Koni po raz pierwszy użył do polarnych wypraw Norweg, Fridtjof Nansen, pionier takich ekspedycji. Pierwszą z nich było przejście Grenlandii w 1888 roku. W tej wyprawie towarzyszył mu koń ciągnący sanie. Później, w roku 1893 kawalerzysta Frederick Jackson przejechał konno zimą 3000 mil przez Syberię. Również jego sanie ciągneły przyzwyczajone do zimna kuce syberyjskie. Rok później Jackson poprowadził wyprawę do Ziemi Franciszka Józefa - podczas niej 4 konie ciągnęły na saniach prawie 350 kg ładunku przy temperaturach rzędu -35 stopni Celsjusza. Jackson był bardzo z nich zadowolony - zarówno z siły i odporności, jak i z tego, że gdy zabrakło siana i kukurydzy, bez problemu "przestawiły się" na suchą karmę dla psów oraz... mięso niedźwiedzie.



W 1903 roku inni podróżnicy, William Ziegler i Anthony Fiala poprowadzili kolejną ekspedycję za północny krąg polarny. Zaczęła się źle - statek zatonął, członkowie wyprawy spędzili 2 lata w niegościnnym terenie. W skład zespołu wchodzili zawodowi kawalerzyści USA, których zadaniem była opieka nad zabranymi kucami syberyjskimi. Fiala pisał, że koniki sprawiały mniej kłopotów od psów no i były oczywiście znacznie od nich znacznie silniejsze. Przy okazji ciekawostka: po jego wyprawie pozostał 23-minutowy film, najstarszy film w zbiorach National Geographics.

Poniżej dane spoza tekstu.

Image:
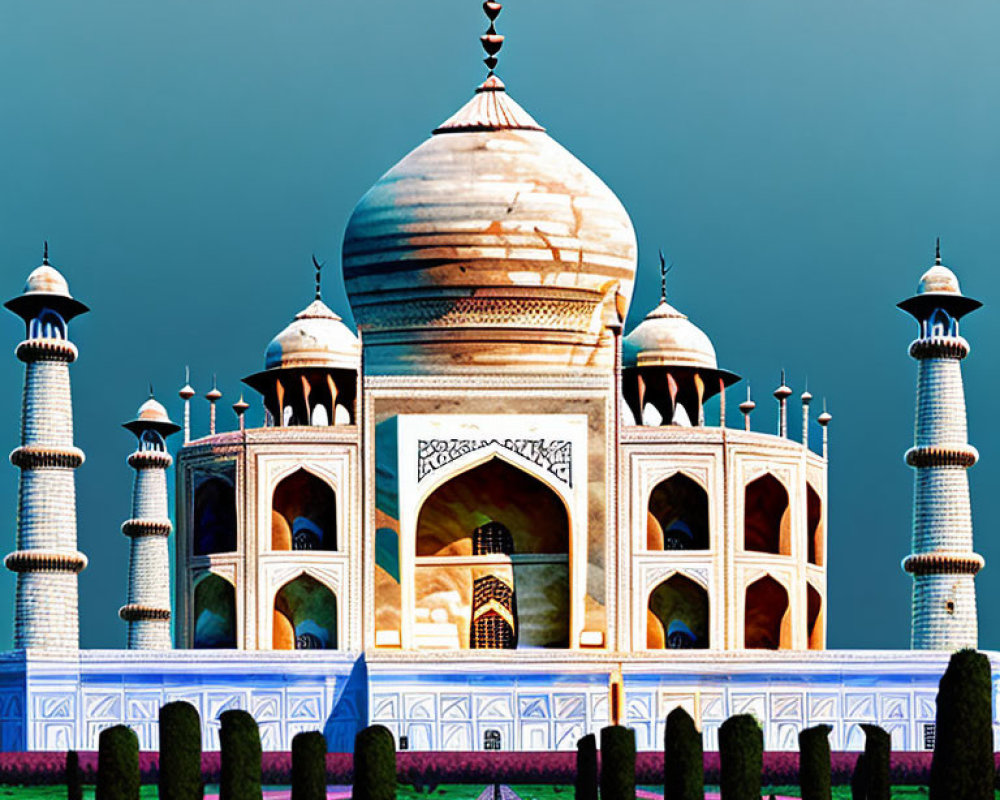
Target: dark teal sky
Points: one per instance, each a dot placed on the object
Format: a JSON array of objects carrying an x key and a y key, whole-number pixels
[{"x": 795, "y": 159}]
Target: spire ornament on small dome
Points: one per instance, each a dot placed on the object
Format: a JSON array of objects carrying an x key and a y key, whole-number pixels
[
  {"x": 240, "y": 407},
  {"x": 746, "y": 408},
  {"x": 213, "y": 395},
  {"x": 319, "y": 270},
  {"x": 186, "y": 393},
  {"x": 781, "y": 394},
  {"x": 824, "y": 420},
  {"x": 491, "y": 40},
  {"x": 664, "y": 271}
]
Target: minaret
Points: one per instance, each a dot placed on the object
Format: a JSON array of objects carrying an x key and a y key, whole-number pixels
[
  {"x": 46, "y": 561},
  {"x": 148, "y": 609},
  {"x": 942, "y": 563}
]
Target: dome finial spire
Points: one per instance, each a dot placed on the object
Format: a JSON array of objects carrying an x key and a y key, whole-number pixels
[
  {"x": 491, "y": 40},
  {"x": 319, "y": 268},
  {"x": 664, "y": 271}
]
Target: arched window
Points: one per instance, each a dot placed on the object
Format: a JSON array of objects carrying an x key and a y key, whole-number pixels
[
  {"x": 814, "y": 525},
  {"x": 305, "y": 616},
  {"x": 677, "y": 518},
  {"x": 492, "y": 562},
  {"x": 678, "y": 615},
  {"x": 214, "y": 528},
  {"x": 214, "y": 614},
  {"x": 767, "y": 616},
  {"x": 943, "y": 324},
  {"x": 303, "y": 514},
  {"x": 152, "y": 441},
  {"x": 651, "y": 416},
  {"x": 766, "y": 521},
  {"x": 814, "y": 618},
  {"x": 320, "y": 418}
]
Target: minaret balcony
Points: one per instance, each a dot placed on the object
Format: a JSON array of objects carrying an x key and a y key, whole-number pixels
[
  {"x": 45, "y": 561},
  {"x": 150, "y": 459},
  {"x": 47, "y": 350},
  {"x": 134, "y": 528},
  {"x": 36, "y": 456},
  {"x": 135, "y": 612},
  {"x": 943, "y": 563},
  {"x": 942, "y": 456},
  {"x": 939, "y": 347}
]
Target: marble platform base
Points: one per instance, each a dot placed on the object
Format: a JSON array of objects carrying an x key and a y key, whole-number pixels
[{"x": 521, "y": 700}]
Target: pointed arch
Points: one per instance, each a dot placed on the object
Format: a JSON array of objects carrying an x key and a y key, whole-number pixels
[
  {"x": 767, "y": 615},
  {"x": 677, "y": 515},
  {"x": 766, "y": 520},
  {"x": 678, "y": 615},
  {"x": 814, "y": 618},
  {"x": 814, "y": 526},
  {"x": 523, "y": 582},
  {"x": 303, "y": 513},
  {"x": 214, "y": 523},
  {"x": 48, "y": 324},
  {"x": 304, "y": 616},
  {"x": 214, "y": 613}
]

W kolejnych latach miały miejsce wspomniane na początku nieudane wyprawy: najpierw Shackletona, później Scotta. Co ciekawe, Shackleton przed wyprawą zwrócił się do dowództwa British Army z prośbą o pomoc. Wojskowi eksperci wymyślili dla niego m.in. specjalną, opartą na mięsie mieszankę paszową dla koni, którymi miał posługiwać się w podróży. Shackleton pisał, że składała się ona z suszonej wołowiny, marchwi, mleka, jagód i cukru i została tak sprytnie skomponowana, by dostarczać koniom możliwie jak największą dawkę energii i białka przy jak najmniejszej masie własnej. Z kolei Scott, któremu trafiało się czasem pogodne niebo, nie parł w takich chwilach naprzód, lecz rozbijał obóz i dawał koniom odpocząć przez cały dzień w maksymalnie wysokiej (jak na ten region) temperaturze. Na niewiele się te wszystkie zabiegi jednak zdały. Wyprawy zakończyły się niepowodzeniem, a wszystkie konie musiały zostać zabite. O ile jednak kuce Shackletona skończyły marnie, gdyż nie mając "butów" nie były w stanie szybko iść po lodzie, o tyle konie Scotta padły ofiarą jego odmiennego podejścia do kwestii żywienia. Nie bacząc na rady Shackletona Scott karmił konie nie ową "wojskową" mieszanką, lecz pszenicą, kukurydzą, meszem z otrąb owsianych i makuchów. W tak trudnych warunkach konie na takiej paszy szybko opadły z sił.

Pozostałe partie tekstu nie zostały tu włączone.